NUR-SULTAN – Kazakhstan will create a national pharmaceutical reserve to ensure the country’s 18 million population has sufficient access to medicines amid the pandemic, said Kazakh Healthcare Minister Alexey Tsoy at a July 21 government meeting.
The so-called stabilization fund will be implemented by SK Pharmacy company, a state-owned company tasked with the public procurement of medicines.
As the number of coronavirus infections began to soar last month and misinformation started to spread online, people rushed to pharmacies to buy antibiotics and antiviral medicines, despite the official advice to avoid taking any medication without the doctor’s prescription.
Many, however, had to wait in lines, including those who are in urgent need of medicines. This all led to a critical shortage of medicines.
SK Pharmacy has created a monthly stock of medicines, which will be supplied to regional hospitals by the end of July. The company plans to have a two-month stock that will be sufficient to meet the needs of the market and hospitals.

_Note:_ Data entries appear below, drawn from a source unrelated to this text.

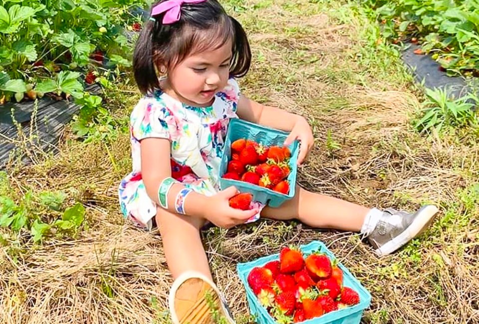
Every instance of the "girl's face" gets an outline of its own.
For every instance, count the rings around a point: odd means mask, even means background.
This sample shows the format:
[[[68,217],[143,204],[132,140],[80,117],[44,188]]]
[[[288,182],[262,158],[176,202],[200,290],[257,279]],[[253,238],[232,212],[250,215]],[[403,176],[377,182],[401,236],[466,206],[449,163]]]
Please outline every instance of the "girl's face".
[[[190,55],[169,71],[165,92],[190,106],[210,106],[228,83],[232,55],[230,40],[217,49]]]

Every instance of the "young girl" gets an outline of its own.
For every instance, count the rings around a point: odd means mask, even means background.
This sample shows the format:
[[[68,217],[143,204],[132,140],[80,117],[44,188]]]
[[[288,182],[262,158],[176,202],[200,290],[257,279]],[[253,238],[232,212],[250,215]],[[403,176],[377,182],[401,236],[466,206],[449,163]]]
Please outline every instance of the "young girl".
[[[125,217],[159,229],[175,279],[169,300],[175,323],[212,323],[211,307],[234,323],[202,244],[200,231],[207,222],[229,228],[255,215],[297,219],[318,228],[359,232],[385,255],[419,235],[438,210],[371,209],[300,187],[277,208],[230,207],[237,190],[220,191],[218,183],[230,120],[289,132],[286,144],[300,142],[299,163],[313,146],[304,118],[241,94],[235,78],[246,74],[250,60],[244,31],[217,0],[160,1],[136,44],[135,78],[144,96],[131,114],[133,171],[121,182],[119,199]]]

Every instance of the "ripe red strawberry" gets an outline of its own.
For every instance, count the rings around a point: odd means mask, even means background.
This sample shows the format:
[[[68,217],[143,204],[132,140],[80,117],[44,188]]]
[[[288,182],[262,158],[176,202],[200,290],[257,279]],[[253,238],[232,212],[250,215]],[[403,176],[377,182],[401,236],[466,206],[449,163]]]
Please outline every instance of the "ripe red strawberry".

Tsoy also said that the time and procedures to certify medicines were simplified from one month to three days and the one-time import of antiviral medicines which were not registered in Kazakhstan was made easier and now only takes one day.
“We helped our local wholesale suppliers. We have organized six special flights to Russia and India. More than four million packages have already been delivered to Kazakhstan. At the same time, each region is working on this issue and additional planes are being scheduled to increase the availability of these medicines. In some places, we see there is still a certain deficit, but in general, the situation has stabilized. These drugs are coming in. We have created such conditions for the market so that it would be easy to enter the market and import these medicines,” said the minister.
Kazakhstan spent at least 150 billion tenge (US$367.2 million) to purchase medicines, mechanical ventilation devices, incentivize health workers, and other urgent measures.